Nomandla shakes her head sadly. She knows the effects of Aldicarb too well. Years ago, a young mother that she regarded as one of her own children – poisoned herself after adding the black granules to a tub of yogurt and feeding the mixture to her three young children.

“It was on a Sunday. When I came back from the church they phoned me to tell me that the mother gave her kids the poison and that two of the children were dead. They were small kids who died with that poison, a one-year-old and a three-year-old. The third child survived because they were older. The mother also survived.”
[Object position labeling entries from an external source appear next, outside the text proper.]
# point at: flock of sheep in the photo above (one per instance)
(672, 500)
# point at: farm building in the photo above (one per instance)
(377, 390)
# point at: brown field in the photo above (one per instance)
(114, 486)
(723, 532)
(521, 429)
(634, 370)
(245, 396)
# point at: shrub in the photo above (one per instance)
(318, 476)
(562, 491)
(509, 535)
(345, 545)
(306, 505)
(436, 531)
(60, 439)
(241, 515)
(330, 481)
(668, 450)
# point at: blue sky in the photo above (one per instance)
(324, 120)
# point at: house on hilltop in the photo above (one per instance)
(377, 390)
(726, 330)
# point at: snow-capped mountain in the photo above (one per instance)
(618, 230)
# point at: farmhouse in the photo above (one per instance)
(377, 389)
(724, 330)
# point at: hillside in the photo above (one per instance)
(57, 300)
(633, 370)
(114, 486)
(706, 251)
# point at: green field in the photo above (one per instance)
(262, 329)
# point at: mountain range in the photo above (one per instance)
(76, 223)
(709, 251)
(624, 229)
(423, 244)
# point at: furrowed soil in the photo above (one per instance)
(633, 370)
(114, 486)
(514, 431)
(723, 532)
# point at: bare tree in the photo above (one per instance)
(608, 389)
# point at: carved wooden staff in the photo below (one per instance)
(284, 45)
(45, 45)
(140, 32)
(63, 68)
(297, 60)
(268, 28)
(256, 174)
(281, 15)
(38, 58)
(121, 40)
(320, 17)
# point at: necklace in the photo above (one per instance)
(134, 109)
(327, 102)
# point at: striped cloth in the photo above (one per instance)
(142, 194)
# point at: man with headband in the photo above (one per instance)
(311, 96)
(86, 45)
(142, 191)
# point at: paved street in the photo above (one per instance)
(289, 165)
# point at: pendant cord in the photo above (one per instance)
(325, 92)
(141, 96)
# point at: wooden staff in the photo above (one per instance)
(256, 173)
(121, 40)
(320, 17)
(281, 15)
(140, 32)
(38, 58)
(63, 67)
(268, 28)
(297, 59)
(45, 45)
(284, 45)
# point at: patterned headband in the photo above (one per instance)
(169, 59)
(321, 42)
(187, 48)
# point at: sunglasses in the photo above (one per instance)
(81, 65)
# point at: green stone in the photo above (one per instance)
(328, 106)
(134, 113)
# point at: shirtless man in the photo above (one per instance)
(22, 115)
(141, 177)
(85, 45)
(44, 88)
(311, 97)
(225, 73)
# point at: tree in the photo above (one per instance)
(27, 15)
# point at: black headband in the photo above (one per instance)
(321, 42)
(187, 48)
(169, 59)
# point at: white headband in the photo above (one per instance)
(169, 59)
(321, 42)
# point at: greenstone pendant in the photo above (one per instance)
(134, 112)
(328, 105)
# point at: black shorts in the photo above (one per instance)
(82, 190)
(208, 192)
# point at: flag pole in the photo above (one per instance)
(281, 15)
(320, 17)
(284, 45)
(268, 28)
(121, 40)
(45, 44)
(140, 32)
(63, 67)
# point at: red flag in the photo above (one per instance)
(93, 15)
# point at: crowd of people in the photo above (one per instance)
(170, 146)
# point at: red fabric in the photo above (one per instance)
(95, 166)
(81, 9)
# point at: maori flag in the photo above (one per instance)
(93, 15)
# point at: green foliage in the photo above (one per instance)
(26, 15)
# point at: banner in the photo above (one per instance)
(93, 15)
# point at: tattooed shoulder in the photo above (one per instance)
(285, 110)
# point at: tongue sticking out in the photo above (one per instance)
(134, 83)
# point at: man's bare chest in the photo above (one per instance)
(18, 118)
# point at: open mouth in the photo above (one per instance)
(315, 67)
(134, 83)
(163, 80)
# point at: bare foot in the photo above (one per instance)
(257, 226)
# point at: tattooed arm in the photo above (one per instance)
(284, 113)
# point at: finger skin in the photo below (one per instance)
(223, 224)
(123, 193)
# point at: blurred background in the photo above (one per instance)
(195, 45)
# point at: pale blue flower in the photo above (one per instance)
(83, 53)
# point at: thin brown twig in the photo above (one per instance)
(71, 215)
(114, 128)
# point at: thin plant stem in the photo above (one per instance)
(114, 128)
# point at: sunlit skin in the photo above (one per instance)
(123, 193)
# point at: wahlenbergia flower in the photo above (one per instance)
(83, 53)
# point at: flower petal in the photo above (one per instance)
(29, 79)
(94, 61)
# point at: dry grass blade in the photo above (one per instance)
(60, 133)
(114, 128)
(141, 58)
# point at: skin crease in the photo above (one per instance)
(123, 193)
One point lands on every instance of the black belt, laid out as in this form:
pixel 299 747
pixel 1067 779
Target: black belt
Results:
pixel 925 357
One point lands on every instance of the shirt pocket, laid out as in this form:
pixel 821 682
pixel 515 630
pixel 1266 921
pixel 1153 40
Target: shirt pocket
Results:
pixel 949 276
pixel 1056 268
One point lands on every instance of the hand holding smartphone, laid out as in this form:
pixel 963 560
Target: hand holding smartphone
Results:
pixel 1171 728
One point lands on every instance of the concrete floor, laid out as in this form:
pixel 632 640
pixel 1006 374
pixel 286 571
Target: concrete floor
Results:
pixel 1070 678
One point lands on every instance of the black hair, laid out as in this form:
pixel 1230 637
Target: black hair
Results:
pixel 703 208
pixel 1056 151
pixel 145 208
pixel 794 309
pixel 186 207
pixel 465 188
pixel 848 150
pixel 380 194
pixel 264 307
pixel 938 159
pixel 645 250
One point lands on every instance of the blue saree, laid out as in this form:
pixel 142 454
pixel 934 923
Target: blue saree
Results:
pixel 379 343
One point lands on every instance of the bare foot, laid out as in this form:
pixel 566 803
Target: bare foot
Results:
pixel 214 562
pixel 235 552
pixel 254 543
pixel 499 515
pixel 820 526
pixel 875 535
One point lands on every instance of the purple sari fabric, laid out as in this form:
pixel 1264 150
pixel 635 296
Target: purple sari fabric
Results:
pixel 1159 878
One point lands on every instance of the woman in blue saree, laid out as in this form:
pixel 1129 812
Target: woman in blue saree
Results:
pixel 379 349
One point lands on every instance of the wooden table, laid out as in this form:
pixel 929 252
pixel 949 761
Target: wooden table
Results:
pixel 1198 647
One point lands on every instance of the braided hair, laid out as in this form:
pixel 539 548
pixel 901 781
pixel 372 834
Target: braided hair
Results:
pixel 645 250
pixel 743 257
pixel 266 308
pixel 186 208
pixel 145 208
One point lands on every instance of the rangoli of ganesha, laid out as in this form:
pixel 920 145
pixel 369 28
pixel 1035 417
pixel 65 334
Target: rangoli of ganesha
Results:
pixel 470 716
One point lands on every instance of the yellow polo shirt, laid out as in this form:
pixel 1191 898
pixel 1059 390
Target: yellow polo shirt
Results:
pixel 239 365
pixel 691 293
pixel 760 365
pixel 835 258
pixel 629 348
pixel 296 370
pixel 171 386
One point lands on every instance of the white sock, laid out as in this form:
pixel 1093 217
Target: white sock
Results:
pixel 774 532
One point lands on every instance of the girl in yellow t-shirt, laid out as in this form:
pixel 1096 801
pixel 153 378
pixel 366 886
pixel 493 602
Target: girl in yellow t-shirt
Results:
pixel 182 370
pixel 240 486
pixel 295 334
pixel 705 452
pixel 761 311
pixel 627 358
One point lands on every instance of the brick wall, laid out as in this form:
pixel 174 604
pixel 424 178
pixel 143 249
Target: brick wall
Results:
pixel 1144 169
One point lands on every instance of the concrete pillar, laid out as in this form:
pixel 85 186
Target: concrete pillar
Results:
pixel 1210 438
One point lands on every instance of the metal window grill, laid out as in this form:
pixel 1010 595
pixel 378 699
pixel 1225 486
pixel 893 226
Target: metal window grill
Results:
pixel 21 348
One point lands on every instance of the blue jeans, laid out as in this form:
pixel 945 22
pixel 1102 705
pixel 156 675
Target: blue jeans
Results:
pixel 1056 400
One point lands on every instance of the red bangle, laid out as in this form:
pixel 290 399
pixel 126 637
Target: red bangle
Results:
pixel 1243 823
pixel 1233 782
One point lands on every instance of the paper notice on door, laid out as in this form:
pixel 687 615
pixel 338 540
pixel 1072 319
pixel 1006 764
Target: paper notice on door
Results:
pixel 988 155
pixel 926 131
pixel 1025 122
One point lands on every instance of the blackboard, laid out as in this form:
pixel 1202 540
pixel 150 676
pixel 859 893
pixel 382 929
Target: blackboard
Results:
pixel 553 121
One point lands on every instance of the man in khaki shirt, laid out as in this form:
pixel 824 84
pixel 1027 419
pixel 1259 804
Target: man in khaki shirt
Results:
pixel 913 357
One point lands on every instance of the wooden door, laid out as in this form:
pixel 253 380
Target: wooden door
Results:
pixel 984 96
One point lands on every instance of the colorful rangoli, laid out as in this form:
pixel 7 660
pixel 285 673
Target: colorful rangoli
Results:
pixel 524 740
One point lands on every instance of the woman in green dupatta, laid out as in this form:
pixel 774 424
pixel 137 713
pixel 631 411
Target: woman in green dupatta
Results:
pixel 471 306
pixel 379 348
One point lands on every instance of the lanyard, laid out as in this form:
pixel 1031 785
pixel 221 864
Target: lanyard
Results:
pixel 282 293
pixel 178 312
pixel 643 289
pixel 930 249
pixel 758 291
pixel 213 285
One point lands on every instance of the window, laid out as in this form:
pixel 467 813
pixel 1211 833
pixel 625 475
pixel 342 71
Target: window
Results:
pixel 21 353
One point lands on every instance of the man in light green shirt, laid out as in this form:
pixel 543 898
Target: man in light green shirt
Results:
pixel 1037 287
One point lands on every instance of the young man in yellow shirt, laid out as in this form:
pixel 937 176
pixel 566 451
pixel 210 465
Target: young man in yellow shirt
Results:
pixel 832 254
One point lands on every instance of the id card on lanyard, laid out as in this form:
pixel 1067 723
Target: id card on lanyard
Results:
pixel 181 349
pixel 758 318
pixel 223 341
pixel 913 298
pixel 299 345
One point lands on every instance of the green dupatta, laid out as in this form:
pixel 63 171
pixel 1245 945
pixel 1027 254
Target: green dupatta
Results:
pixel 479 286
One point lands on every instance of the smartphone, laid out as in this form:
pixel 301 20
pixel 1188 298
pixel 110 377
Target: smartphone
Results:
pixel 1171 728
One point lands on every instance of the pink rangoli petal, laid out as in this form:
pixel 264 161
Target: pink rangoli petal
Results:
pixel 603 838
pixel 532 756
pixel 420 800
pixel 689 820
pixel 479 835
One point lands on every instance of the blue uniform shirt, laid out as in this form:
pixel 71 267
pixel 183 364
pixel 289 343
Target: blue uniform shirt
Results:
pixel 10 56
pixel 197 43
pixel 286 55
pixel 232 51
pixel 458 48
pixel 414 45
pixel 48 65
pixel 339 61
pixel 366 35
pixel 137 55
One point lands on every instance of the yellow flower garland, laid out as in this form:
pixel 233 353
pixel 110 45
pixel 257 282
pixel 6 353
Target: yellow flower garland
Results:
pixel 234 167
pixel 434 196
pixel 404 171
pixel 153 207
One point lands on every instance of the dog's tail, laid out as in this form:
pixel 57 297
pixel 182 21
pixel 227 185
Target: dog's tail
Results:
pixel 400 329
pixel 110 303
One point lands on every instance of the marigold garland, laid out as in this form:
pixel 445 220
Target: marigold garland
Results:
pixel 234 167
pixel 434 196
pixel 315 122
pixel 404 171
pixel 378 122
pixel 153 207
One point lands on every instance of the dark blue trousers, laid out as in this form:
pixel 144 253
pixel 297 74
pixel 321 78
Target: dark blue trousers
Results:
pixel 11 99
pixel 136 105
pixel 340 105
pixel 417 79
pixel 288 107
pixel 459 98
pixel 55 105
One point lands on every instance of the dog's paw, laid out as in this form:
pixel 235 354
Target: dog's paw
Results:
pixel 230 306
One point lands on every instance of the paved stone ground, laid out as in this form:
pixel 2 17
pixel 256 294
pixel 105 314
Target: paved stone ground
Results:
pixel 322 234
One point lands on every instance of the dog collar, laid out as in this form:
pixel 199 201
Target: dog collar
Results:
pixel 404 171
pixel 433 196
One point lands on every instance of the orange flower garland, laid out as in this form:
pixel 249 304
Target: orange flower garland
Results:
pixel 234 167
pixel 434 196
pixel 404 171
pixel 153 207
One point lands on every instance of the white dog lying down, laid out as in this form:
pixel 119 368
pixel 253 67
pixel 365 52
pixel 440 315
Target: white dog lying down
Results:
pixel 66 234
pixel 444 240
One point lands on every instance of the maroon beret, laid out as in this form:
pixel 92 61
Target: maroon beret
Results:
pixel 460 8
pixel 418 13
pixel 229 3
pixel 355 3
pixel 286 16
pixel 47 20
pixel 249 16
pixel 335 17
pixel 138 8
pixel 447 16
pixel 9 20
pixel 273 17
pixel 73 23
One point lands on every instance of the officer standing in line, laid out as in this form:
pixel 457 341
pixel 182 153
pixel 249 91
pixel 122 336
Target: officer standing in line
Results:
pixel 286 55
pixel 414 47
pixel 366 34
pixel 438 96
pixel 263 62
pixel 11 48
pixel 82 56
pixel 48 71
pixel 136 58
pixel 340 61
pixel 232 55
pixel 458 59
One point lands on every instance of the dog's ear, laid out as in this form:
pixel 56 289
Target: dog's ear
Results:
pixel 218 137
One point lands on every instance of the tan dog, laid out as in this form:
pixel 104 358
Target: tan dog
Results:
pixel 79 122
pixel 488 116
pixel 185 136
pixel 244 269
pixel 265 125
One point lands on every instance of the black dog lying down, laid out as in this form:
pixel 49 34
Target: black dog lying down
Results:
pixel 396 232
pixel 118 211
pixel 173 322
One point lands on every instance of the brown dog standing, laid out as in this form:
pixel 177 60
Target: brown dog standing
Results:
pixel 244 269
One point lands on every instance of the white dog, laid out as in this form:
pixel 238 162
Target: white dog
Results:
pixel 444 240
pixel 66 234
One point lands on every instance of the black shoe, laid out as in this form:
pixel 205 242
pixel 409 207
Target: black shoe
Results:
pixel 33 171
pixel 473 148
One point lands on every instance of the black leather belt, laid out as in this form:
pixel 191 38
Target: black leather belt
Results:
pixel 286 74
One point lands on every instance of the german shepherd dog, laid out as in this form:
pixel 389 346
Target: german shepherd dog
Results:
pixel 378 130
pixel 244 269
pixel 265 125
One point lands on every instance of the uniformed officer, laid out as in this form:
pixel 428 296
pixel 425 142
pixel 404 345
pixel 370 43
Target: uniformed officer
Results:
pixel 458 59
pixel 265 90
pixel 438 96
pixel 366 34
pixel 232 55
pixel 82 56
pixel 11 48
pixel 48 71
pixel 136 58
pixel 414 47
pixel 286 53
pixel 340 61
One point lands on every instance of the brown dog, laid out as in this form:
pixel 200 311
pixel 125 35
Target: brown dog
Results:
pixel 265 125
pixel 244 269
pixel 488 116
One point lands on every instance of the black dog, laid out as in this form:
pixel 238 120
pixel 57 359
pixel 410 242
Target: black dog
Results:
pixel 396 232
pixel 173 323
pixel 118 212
After mentioning a rat problem, vendors immediately show the best solution on offer – grey-black granules in a small, unmarked, clear plastic bag. Photo by Nina Oosthuizen.
SABC News took to the streets to see how easily this poison is available. Within seconds of stepping outside the Sunshine Plaza shopping complex in Roodepoort, west of Johannesburg, SABC News journalists were surrounded by street vendors with the banned substance. Photos by Nina Oosthuizen.

Verdoorn says this story about suicide is one he has heard too often.

“In our current situation with the economy and politics in a very poor state people have become so desperate that their only way out is to commit suicide. They will first kill the children and then they wipe themselves out. Unfortunately, because you can buy Aldicarb on every street corner, they know its street name Two Step means that you take the stuff, you walk two steps and you’re dead.”

“We will get a call from the police saying that there’s a case opened of a corpse in the mortuary and it’s horrifying when they find black granules in the stomach contents in the post-mortem. The moment you hear the words ‘black granules’ – you know it’s Aldicarb.”

While the woman in question served her prison sentence, Nomandla’s family was struck by another Aldicarb tragedy.

“He was young, only 20-years-old. One day he just went and bought that poison. He then walked to the mountain and on top of the mountain, he drank that poison before he came down. The boy, he died. They didn’t even have a chance to take him to the hospital because when the paramedics tried to help him, the poison was already in his stomach.”

Watch the in-depth video report below:

She believes that Aldicarb is too dangerous to be allowed to be sold on street corners…

“They say that poison is good for the rats, it’s good for the rats – but not for the people. I think from my side they mustn’t sell that poison because it is very dangerous. Sometimes  we are scared because if you get the fight with your kids then your kids can easily get that poison and kill themselves.”

Verdoorn says that small children are also often the secondary victims when poisoned bait is used by criminals to target dogs before a housebreaking…

“We don’t exactly know how many are poisoned but I can tell you it is literally hundreds a year in South Africa.”

“If you think about it the number of children wandering about that can easily gain access to that meat so it would be just as tempting to a toddler as it would be to a dog.” Explains Bailey.

Bailey and Verdoorn say one should never buy unmarked poison off the streets, and urge communities to report vendors selling suspected banned substances to the nearest police station.

*Names have been changed to protect the identities of people concerned.